# Any Ideas for a Indoor Archery Backstop



## jmharris23 (Jan 13, 2009)

We are trying to get an indoor archery shoot going at our church and I need some ideas for a backstop. Any help out there?


----------



## J Gilbert (Jan 13, 2009)

Check out spyderweb targets, they're somewhat expensive initially but last forever as long as you dont shoot broadheads at them.  They're getting rave reviews on Archerytalk, and this will be my next target purchase without a doubt.


----------



## GordonP (Jan 14, 2009)

jmharris23 said:


> We are trying to get an indoor archery shoot going at our church and I need some ideas for a backstop.
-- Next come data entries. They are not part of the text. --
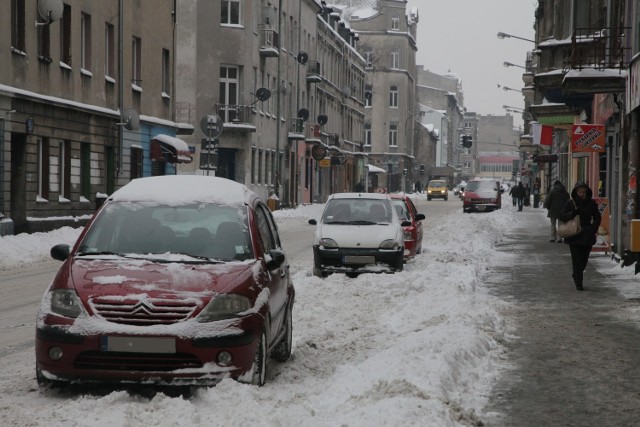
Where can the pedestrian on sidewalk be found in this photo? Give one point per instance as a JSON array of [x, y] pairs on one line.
[[520, 193], [580, 245], [554, 201]]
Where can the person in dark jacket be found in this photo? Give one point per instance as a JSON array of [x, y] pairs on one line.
[[554, 201], [580, 245], [519, 192]]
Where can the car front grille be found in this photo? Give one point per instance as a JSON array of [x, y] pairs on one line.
[[144, 312], [118, 361]]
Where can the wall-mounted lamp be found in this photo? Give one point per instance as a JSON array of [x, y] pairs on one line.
[[502, 35], [510, 64]]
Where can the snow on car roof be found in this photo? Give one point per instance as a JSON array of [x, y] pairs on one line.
[[178, 189], [359, 196]]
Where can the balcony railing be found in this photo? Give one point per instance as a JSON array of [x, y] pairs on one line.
[[269, 42], [599, 48], [235, 114]]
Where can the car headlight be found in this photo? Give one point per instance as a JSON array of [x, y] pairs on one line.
[[224, 306], [328, 244], [389, 244], [66, 302]]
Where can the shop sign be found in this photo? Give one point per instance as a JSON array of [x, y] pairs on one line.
[[588, 138]]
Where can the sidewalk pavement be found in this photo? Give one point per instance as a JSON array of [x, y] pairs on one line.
[[574, 358]]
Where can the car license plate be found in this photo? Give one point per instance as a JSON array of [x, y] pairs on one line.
[[359, 259], [138, 344]]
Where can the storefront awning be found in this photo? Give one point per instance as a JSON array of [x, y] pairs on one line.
[[170, 149], [375, 169]]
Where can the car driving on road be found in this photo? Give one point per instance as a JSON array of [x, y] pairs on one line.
[[358, 233], [177, 280]]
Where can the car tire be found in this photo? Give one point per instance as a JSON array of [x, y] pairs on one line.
[[259, 374], [282, 350]]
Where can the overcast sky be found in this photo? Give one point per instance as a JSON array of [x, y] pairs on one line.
[[461, 36]]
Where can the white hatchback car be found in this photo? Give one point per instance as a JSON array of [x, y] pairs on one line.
[[358, 233]]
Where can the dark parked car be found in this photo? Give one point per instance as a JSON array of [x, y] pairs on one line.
[[407, 211], [482, 195], [177, 280]]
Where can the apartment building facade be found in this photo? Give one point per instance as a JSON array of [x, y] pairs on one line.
[[78, 119]]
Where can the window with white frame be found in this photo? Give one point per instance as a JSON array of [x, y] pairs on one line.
[[85, 41], [395, 58], [393, 97], [367, 134], [395, 22], [393, 135], [166, 72], [230, 12], [229, 87], [136, 61], [109, 50]]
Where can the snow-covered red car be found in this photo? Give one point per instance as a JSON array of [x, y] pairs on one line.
[[177, 280]]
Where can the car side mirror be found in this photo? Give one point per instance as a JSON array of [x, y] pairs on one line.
[[277, 259], [60, 252]]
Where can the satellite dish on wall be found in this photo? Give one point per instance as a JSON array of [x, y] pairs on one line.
[[131, 119], [303, 114], [303, 57], [50, 11]]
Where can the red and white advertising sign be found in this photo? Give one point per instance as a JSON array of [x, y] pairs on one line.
[[588, 138]]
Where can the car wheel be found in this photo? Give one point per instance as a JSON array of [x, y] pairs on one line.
[[259, 375], [282, 351]]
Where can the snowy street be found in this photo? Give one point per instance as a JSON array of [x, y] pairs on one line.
[[419, 347]]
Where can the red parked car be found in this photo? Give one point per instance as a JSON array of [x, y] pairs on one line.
[[177, 280], [407, 211]]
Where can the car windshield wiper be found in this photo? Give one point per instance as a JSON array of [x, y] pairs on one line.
[[363, 222], [91, 253]]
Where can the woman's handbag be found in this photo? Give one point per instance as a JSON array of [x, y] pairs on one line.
[[569, 228]]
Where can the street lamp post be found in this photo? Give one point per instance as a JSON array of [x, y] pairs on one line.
[[502, 35]]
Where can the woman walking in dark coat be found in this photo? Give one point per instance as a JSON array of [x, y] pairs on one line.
[[554, 202], [582, 204]]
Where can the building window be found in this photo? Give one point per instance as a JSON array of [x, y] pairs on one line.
[[136, 61], [17, 25], [166, 72], [228, 96], [43, 168], [395, 58], [109, 50], [393, 135], [395, 22], [85, 170], [85, 41], [393, 97], [64, 170], [44, 43], [367, 134], [137, 156], [65, 36], [230, 12]]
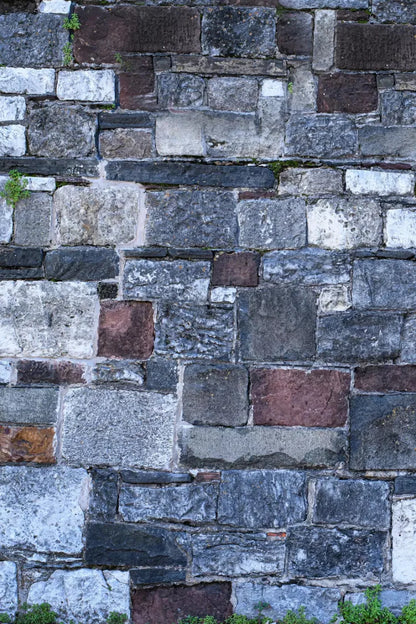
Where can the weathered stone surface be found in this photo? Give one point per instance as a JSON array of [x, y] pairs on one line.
[[352, 502], [319, 602], [215, 394], [359, 336], [306, 266], [130, 545], [231, 31], [262, 447], [96, 216], [26, 444], [318, 552], [126, 329], [338, 223], [35, 40], [229, 554], [59, 130], [321, 136], [347, 93], [185, 503], [316, 398], [48, 319], [118, 427], [277, 323], [179, 280], [382, 432], [194, 331], [191, 219], [45, 508]]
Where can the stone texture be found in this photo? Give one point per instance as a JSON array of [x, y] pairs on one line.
[[83, 594], [48, 319], [230, 554], [191, 219], [194, 331], [35, 40], [359, 336], [96, 216], [215, 395], [126, 329], [179, 280], [118, 427], [382, 432], [45, 508], [60, 130], [339, 223], [277, 324], [352, 502], [231, 31], [185, 503], [272, 223], [262, 447], [26, 444], [347, 93], [319, 552], [316, 398]]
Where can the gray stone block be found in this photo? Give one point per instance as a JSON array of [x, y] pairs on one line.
[[352, 502], [383, 435], [277, 323], [262, 498], [215, 394]]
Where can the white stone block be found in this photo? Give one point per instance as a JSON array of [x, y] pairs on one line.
[[87, 86], [404, 541], [400, 228], [27, 80], [12, 141], [84, 595], [367, 182]]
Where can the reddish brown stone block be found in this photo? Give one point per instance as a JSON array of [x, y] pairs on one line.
[[26, 444], [36, 372], [386, 378], [126, 329], [165, 605], [347, 93], [105, 32], [318, 398], [236, 269]]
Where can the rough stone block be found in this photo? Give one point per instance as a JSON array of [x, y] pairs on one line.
[[262, 447], [272, 223], [352, 502], [101, 427], [194, 331], [359, 336], [338, 223], [316, 398], [32, 498], [230, 554], [319, 552], [215, 395], [191, 219], [96, 215], [382, 432], [179, 280], [171, 503], [232, 31], [277, 324]]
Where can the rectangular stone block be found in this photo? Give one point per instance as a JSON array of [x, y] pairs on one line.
[[262, 447], [383, 435]]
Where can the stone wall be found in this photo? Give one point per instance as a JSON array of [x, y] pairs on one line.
[[208, 306]]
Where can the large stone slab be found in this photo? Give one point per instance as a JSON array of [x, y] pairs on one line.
[[47, 319], [118, 427], [45, 509]]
Any help out there?



This is how mine is made:
Wooden frame 14" deep, 1" thick and 3' x 3' in size.
The back is 1/2" ply for those slippery suckers that do make it through.
Stapled to the ply backstop is a heap of shadecloth - compressed/folded as flat as possible.  Your could also use something like canvas - it needs to be heavy stuff as you don't want your arrows getting into the ply.  
Over that is burlap from old shooting bags - also compressed - the wooden sides and backstop prevent the burlap from bulging.  You could also use wool sheared off sheep, or plastic bags (not the ones that self-destruct).
On top of the burlap is a sheet of foam rubber about 1" thick to make a nice flat surface and makes pinning targets on easy.
On top of the foam is a sheet of shadecloth stapled to the wooden frame to keep it all in.  The only way the target can bulge is forwards.

When your arrows start getting to the shadecloth/canvas at the back, all you have to do is replace the foam rubber sheet and the front cover.   Just shuffle the burlap around a bit.

I've used this target for about 3 years and shoot every day.  My arrows are thin and fast with 120g tips and shot from a 60# bow.  A brand new Danage will stop them - but only just, you can see them penetrating about 3" out the back.   I know that the target I am suggesting is a bit of work, but its relatively cheap, reliable and easy to rebuild.  You could extend the frame and turn it into a target/stand for use for both outdoor and indoor.
Google "Danage" and you can see how they make stands.  They also have the dimensions that comply with international regulations.  

Take care
Gordon


----------



## poolgy (Jan 14, 2009)

jmharris23 said:


> We are trying to get an indoor archery shoot going at our church and I need some ideas for a backstop. Any help out there?



If I understand you correctly you are looking for backstop netting and not a target???  At our club we use netting.  Here is a link to Lancaster netting options.  http://www.lancasterarchery.com/index.php?cPath=53_453&osCsid=od3ucausedfvu82cp7j9qrd8m5

We now have cables to hold the netting that allows us to slide it back like a curtain when not in use.  We started out with a 1 1/2" pvc pipe frame with a 5 gallon bucket full of concrete for a stand.  This actually worked well untill we recieved permission to put eyebolts in the walls.  

I am also sending you a PM.


----------